Security Experts at Sophos explained the efficiency of the business model known as Cybercrime-as-a-Service in the specific case of Vawtrak botnet.
The term Cybercrime-as-a-Service refers the practice in the cyber criminal ecosystem to provide product and services for use by other criminals. In September 2014, a report from Europol’s European Cybercrime Centre (EC3), the 2014 Internet Organised Crime Threat Assessment (iOCTA) report, revealed the diffusion of the business model in the underground communities and highlighted that barriers to entry in cybercrime ring are being lowered even if criminal gangs have no specific technical skills.
Criminals can rent a botnet of machines for their illegal activities, instead to infect thousands of machines worldwide. These malicious infrastructures are built with a few requirements that make them suitable for the criminals, including User-friendly Command and Control infrastructure and sophisticated evasion techniques.
The botnets are very flexible and could be used for several purposes, including to serve malware or to send out spam emails. For example, the botnet’s computers can be configured to serve as proxies or even — once all the other usability has been sucked out of them — as spambots.
An example of banking malware botnet is Vawtrak, also known as NeverQuest and Snifula. According data provided by Sophos, Vawtrak was the second most popular malware distributed by malicious drive-by downloads in the period between September and November.
Sophos published an interesting paper on the cybercrime-as-a-service model applied to the Vawtrak botnet, titled “Vawtrak – International Crimeware-as-a-Service“.
“If you look at the client-side, the commands used, and the debugging code, suggests that it’s more user friendly than some of the other malware we look at,” said James Wyke, senior threat analyst at Sophos Ltd. “It’s almost certainly going to be a point-and-click Web-based interface. Simplicity is one of Vawtrak‘s positive points.”
Despite Wyke hasn’t personally evaluated the Vawtrak for leal and ethical reasons, Sophos was able to investigate the activities Vawtrak platform is being used for. The experts recognized a pattern in the “modus operandi” of the Vawtrak clients, which used the botnet to target banks and other financial institutions worldwide. The attackers are able to run sophisticated attacks in a methodical way, by-passing two-factor authentication mechanisms and implementing custom injection mechanism.
The experts revealed that Vawtrak was used by criminal organization in US to compromise both large banks (i.e. Bank of America and Citigroup) and smaller financial institutions (i.e. Bank of Oklahoma, Cincinnati’s Fifth Third Bank, the Columbus-based Huntington National Bank).
There are tens of thousands of computers already infected and in the network, Wyke said.
That makes it smaller than some of its competitors but, because of its business model, it might actually be more profitable.
The cybercrime-as-a-service model developed for the Vawtrak botnet allows customers to choose specific types of infected machines, to customize the botnet to hit a specific target (i.e. banks, private firms) or to request specific types of stolen data.

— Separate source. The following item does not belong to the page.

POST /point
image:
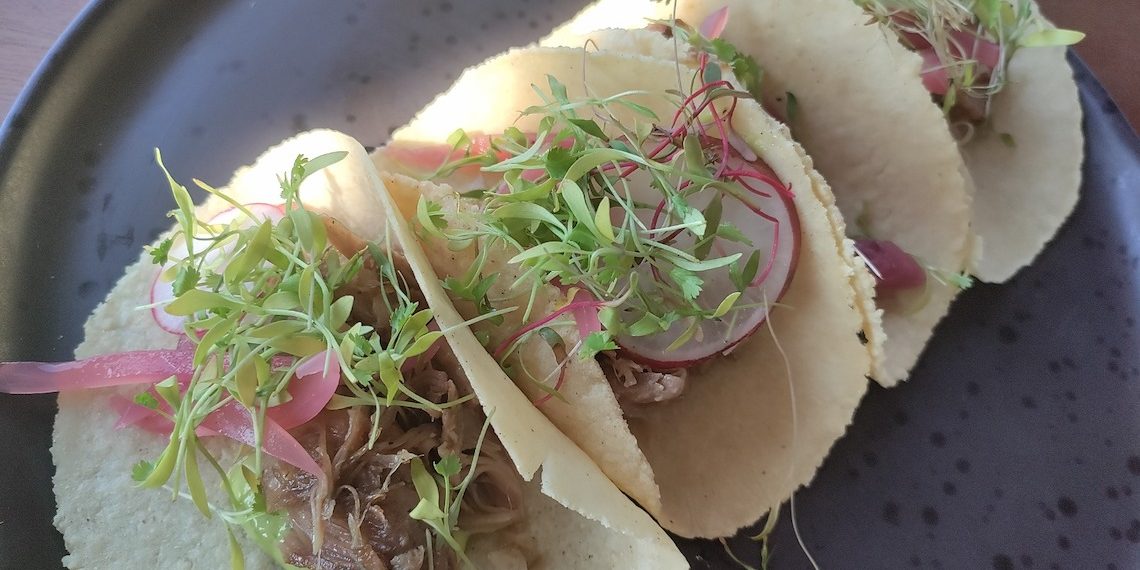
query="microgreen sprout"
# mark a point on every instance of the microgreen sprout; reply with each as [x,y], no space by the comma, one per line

“If you want banking credentials for certain banks, or certain regions of the world, they can start campaigns targeting those banks or those countries,” said Wyke. “We’re moving away from the model where the cybercriminals write their own software, or sell you a kit and you go away and create your own botnet,” Wyke said.
The availability of stolen data makes the model of sale Cybercrime-as-a-Service very attractive for criminals that can use them to run further attacks by having more information on the targets.
The Vawtrak botnet provides also specific data hijacked by the botnet, including banking access credentials, that allows the criminals to deliver new strain of malware to the infected computers.
“This is a flexible business model,” he said. “Once the machine starts sending out spam it becomes obvious that it’s infected with malware and it’s not going to be infected much longer,” he said.
Experts at Sophos suggest to keep defense systems up-to-date and provide a free removal tool for the Vawtrak botnet on the company website.